El mundo actual, sin la más mínima sombra de duda, es injusto. No solo injusto: es monstruoso. Se gasta más dinero en fabricar armas y declarar guerras que en inversiones sociales para el bien de la humanidad. Se prefiere dejar perder alimentos para que no bajen de precio antes de alimentar al hambriento. ¡Eso es inmoral! Y en muchas ocasiones, hay que reconocerlo con altura, nuestra Santa Madre Iglesia Católica Apostólica Romana lo avala. Así como avaló en su momento las monstruosidades del nazismo, o la caza de brujas, o la condena de los homosexuales. Junto a una iglesia de los pobres y sufridos, muchas veces la jerarquía de nuestra institución bendijo atrocidades, dictaduras, infamias, estando al lado de los poderosos olvidando a quienes realmente debe asistir: los más necesitados.
Pero todo eso no quita en nada nuestra fe. Creo en el Señor y en la posibilidad de una sociedad planetaria más buena. Creo profundamente en ello, aunque “sea absurdo”, como dijera Tertuliano en el siglo III: Credo quia absurdum est. Y estoy hondamente convencido que ¡no es absurdo!
Más allá de taras que aún nos amarran, más allá de prejuicios ancestrales y tabúes que nos condenan, más allá de un voto de castidad hipócrita que casi ningún religioso o religiosa cumple, tengo fe inconmensurable, inconmovible, monumental, que un mundo de mayor justicia sí es posible.

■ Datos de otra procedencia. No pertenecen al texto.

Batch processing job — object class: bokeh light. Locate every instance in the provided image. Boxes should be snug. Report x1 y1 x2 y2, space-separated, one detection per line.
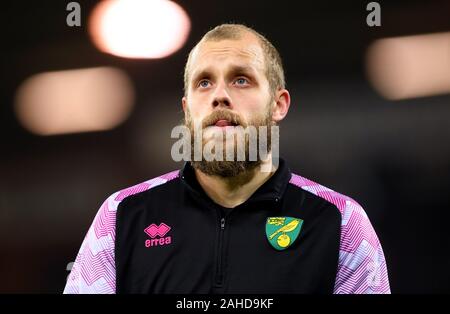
89 0 191 58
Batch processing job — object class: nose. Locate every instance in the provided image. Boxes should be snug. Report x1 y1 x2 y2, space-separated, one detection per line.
212 83 232 109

En realidad, ese mundo nos espera, y depende de nosotros saber construirlo. El mensaje de Cristo fue ese: enseñarnos a construir un mundo de igualdad y amor, no de bochornosas diferencias, no de idolatría del dinero y del poder, no de justificaciones insostenibles de lo que no puede justificarse como buen cristiano. No de la guerra (22 guerras cursan actualmente en el mundo) sino de la paz.

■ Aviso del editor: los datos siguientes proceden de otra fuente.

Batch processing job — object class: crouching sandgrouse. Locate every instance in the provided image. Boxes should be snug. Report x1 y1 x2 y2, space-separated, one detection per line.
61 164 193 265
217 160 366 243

Estoy bastante mal, bastante angustiado por todo esto, por estas injusticias, por tanta mentira; tan angustiado, que llegué a pensar en el suicidio. Pero un buen católico no hace eso. No me atrevo a reconocer que tengo un hijo con una mujer casada, pero creo que es hora de ir sacándonos de encima tanta hipocresía. ¿Cómo es posible que en nombre del amor, la justicia, la democracia y no sé cuántas grandes y altisonantes palabras, la mitad de la población mundial siga aún famélica? ¿Cómo es posible que un vehículo humano llegue a Júpiter, pero no podamos resolver el problema del hambre en la Tierra? ¿Cómo es posible que aún se condene a alguien por su tendencia sexual? ¿Cómo es posible que en nombre del progreso se masacre a nuestra Madre Tierra, solo para seguir alimentando la voracidad del lucro económico de unos pocos privilegiados?
Me lo pregunto, y quiero compartir la pregunta, porque esto me angustia, me tortura: ¿Cómo es posible que aún alabemos ídolos insustanciales como el dinero?, si, como dijo un cacique norteamericano: “El día que se muera el último animal, se seque el último árbol y se evapore el último río, ahí veremos que el dinero no se come”. ¿Qué monstruo hemos construido y seguimos manteniendo? ¿Cómo es posible que matemos hermanos y hermanas, les torturemos, les opaquemos, solo para alabar a ese falso dios?
Por todo ello, porque creo que hay que terminar con los dobles discursos y la mentira, es que me atrevo a escribir esto, aunque aún no me den los c… cositos esos… para firmarlo.